Fig. 1: ApoL6 is a LD-associated protein and enhances triglyceride accumulation.

a RT-qPCR and Northern blotting for ApoL6 mRNA levels in various tissues. (n = 3 mice, **p = 0.0061, **p = 0.0019, ***p < 0,001, two-tailed Student’s t test compared to expression levels in liver). Data are expressed as mean ± SD. b RT-PCR and RT-qPCR for ApoL6 mRNA levels in stromal vascular and adipocyte fractions of WAT (n = 4 mice, ***p < 0.001, two-tailed Student’s t test). Data are expressed as mean ± SD. c RT-qPCR (left) and immunoblotting (right) during 3T3-L1 adipocyte differentiation. d Northern blotting (left) and immunoblotting (right) of WAT. e Northern blotting of WAT. f Immunofluorescence of differentiated 3T3-L1 cells infected with ApoL6-GFP (green) adenovirus stained with (red), (bar = 10 μm) and immunoblotting after sucrose separation (right). g Immunoblotting after incubation of lipid membrane strips with either WT ApoL6-GST or control GST (right and middle) or mutated ApoL6 -GST (Mu-ApoL6-GST, aa286-292, from RYRKLQR to DYDDLQD, right). h Immunoblotting after infection of adenoviral ApoL6 in differentiated 3T3-L1 adipocytes, image (bar=10 μm), quantification of LD size and TAG levels (right, n = 5, ***p < 0.001, two-tailed Student’s t test). Data are expressed as mean ± SD. Experiment was repeated twice. i Human adipocytes differentiated from human fibroblasts were infected with lentiviral h-ApoL6-HA. Immunoblotting with h-ApoL6 antibody, cell images (bar = 10 μm), and TAG levels (n = 6, ***p < 0.001, two-tailed Student’s t test). j Immunoblotting after scramble and ApoL6-shRNA infection in 3T3-L1 adipocytes.
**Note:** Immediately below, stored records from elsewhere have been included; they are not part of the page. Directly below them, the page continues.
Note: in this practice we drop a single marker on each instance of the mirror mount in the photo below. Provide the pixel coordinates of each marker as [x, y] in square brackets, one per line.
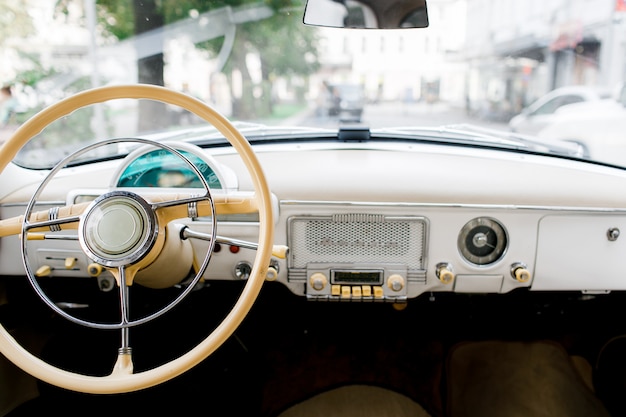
[367, 14]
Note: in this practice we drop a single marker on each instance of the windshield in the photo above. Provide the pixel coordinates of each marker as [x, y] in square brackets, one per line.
[485, 63]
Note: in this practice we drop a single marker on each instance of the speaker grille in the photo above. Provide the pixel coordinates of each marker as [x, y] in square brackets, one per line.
[357, 238]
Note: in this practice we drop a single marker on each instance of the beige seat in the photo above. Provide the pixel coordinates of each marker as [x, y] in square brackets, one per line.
[357, 401]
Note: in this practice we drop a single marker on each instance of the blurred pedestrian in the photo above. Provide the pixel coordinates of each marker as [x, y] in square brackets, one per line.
[8, 105]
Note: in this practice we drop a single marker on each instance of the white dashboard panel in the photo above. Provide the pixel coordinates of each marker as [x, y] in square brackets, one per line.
[581, 252]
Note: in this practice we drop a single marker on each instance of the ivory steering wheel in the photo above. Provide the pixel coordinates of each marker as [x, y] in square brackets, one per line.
[123, 378]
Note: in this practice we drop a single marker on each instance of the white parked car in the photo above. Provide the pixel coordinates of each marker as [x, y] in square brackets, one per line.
[542, 112]
[599, 127]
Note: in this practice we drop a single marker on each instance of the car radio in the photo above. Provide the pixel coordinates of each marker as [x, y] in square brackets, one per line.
[357, 257]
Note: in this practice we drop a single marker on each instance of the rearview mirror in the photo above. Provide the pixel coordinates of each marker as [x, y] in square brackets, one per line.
[367, 14]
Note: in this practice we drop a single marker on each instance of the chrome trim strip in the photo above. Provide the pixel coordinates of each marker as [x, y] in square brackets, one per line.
[53, 214]
[451, 205]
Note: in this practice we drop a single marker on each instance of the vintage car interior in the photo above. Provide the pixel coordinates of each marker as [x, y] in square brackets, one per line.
[223, 267]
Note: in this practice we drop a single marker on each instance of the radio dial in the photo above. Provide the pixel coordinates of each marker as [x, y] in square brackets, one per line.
[395, 283]
[318, 281]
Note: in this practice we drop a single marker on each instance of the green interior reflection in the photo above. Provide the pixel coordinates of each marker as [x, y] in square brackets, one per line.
[161, 168]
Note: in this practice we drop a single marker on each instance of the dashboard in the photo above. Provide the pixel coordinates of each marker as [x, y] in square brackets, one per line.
[371, 222]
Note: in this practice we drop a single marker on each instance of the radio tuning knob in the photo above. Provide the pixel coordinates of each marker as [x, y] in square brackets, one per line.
[318, 281]
[444, 272]
[395, 282]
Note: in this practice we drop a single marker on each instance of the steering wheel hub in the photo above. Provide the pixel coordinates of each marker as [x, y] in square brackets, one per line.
[119, 228]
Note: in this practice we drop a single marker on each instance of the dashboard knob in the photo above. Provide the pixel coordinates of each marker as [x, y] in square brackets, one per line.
[520, 273]
[243, 270]
[94, 269]
[44, 271]
[318, 281]
[395, 282]
[70, 262]
[444, 273]
[271, 274]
LipidTOX staining (bar = 10 μm), quantification of LD sizes and TAG levels (n = 6. **p = 0.0025, two-tailed Student’s t test). Data represent mean ± SD. Independent experiments were repeated twice. k Human adipocytes were infected with lentiviral ApoL6 shRNA. Immunoblotting after infection, cell images (bar = 10 μm) and TAG levels (n = 6, **p = 0.003, two-tailed Student’s t test). l Lipids were extracted from [U-¹⁴C-TAG] pulse-labeled 3T3-L1 adipocytes and separated by TLC. Image for TLC plate. ¹⁴C-TAG was quantified by scintillation counting (n = 4, ***p < 0.001, two-tailed Student’s t test). DAG levels were measured in lipids extracted from 3T3-L1 adipocytes (n = 6, ns p = 0.0912, two-tailed Student’s t test) and WAT from mice (right, n = 4, ns p = 0.058, two-tailed Student’s t test). Data represent mean ± SD. Source data are provided as a Source Data file.